To recap, the last lecture ended with the following function \(h:{\mathbb{R}}\to{\mathbb{R}}\), defined as \[ h(x) := \sigma\left(\sigma(2x) - \sigma(4x-2)\right) = \begin{cases} 2x &\text{when $x\in[0,1/2]$,} \\ 2(1-x) &\text{when $x\in(1/2,1]$,} \\ 0 &\text{when $x\not\in[0,1]$,} \end{cases} \] where \(\sigma(x)\) is the ReLU \(x\mapsto \max\{0,x\}\) for this and the preceding lecture.

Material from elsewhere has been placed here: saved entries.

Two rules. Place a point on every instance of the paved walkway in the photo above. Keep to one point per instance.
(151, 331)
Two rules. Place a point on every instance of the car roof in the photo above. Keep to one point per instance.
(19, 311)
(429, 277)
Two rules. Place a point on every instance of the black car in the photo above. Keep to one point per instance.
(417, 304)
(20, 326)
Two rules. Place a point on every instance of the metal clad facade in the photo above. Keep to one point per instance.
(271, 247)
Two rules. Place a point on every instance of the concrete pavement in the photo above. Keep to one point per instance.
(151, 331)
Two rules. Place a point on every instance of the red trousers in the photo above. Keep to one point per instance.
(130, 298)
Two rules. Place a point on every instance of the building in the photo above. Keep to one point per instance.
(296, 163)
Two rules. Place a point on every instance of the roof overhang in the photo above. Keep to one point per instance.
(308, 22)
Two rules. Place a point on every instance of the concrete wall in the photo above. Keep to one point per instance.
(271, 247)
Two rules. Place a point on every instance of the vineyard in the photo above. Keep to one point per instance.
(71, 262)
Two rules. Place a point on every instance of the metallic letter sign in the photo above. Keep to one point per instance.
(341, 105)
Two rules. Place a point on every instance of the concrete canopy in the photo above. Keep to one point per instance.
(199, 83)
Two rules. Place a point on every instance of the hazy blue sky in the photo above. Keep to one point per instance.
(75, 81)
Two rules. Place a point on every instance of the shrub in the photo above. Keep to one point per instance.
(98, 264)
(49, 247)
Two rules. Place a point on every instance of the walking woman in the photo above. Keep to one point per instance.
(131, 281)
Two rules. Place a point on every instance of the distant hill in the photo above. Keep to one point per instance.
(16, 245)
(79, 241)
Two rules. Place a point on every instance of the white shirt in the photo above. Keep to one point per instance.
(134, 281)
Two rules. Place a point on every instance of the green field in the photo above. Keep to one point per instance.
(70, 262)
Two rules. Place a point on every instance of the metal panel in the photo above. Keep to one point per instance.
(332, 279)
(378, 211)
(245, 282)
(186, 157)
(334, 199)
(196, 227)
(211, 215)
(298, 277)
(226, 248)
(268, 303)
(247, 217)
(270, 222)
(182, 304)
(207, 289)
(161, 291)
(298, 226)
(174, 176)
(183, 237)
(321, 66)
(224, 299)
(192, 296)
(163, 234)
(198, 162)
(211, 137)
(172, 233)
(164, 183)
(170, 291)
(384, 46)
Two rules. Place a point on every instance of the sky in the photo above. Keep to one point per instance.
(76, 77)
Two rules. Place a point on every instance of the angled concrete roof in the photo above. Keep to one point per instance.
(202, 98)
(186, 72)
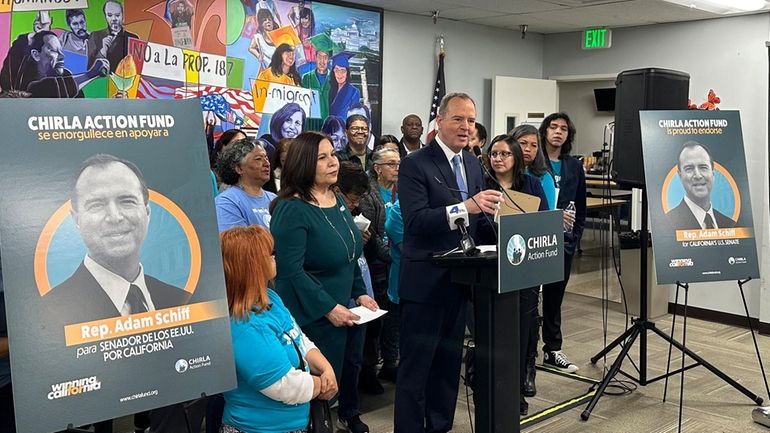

Taken by itself, \(h\) is just a bump (picture drawn in class). Where \(h\) becomes special is when it is composed; for instance, \(h^t\) looks like \(2^{t-1}\) copies of \(h\) laid side-by-side and compressed to fit in \([0,1]\). This is captured in the following lemma, proved last time.

Lemma. For any integer \(i \in \{0,\ldots, 2^{t-1} -1\}\) and any real \(x\in[0,1]\), \(h^t\) satisfies \[ h^t\left(\frac {1}{2^{t-1}}(x+i)\right) = h(x). \]

If we were to try to create \(h^t\) using linear combinations, we’d have to do \[ x\mapsto \sum_{i=0}^{2^{t-1}} h\left( \frac {1}{2^{t-1}} (x + i) \right); \] in particular, we’d use \(3\cdot 2^{t-1}\), whereas \(h^t\) uses \(3t\) nodes. So \(h\), though humble, is able to demonstrate the power of composition and depth.

This argument just constructed one function with many bumps via a compact representation. It still needs to be argued that shallow networks don’t have any way to approximate these functions well. The next key is the following definition and lemma.

Say that a univariate function \(f:{\mathbb{R}}\to{\mathbb{R}}\) is \(t\)-affine if there exists a partition of \({\mathbb{R}}\) into \(t\) intervals such that for each interval, there exists an affine function that is equal to \(f\) along that interval.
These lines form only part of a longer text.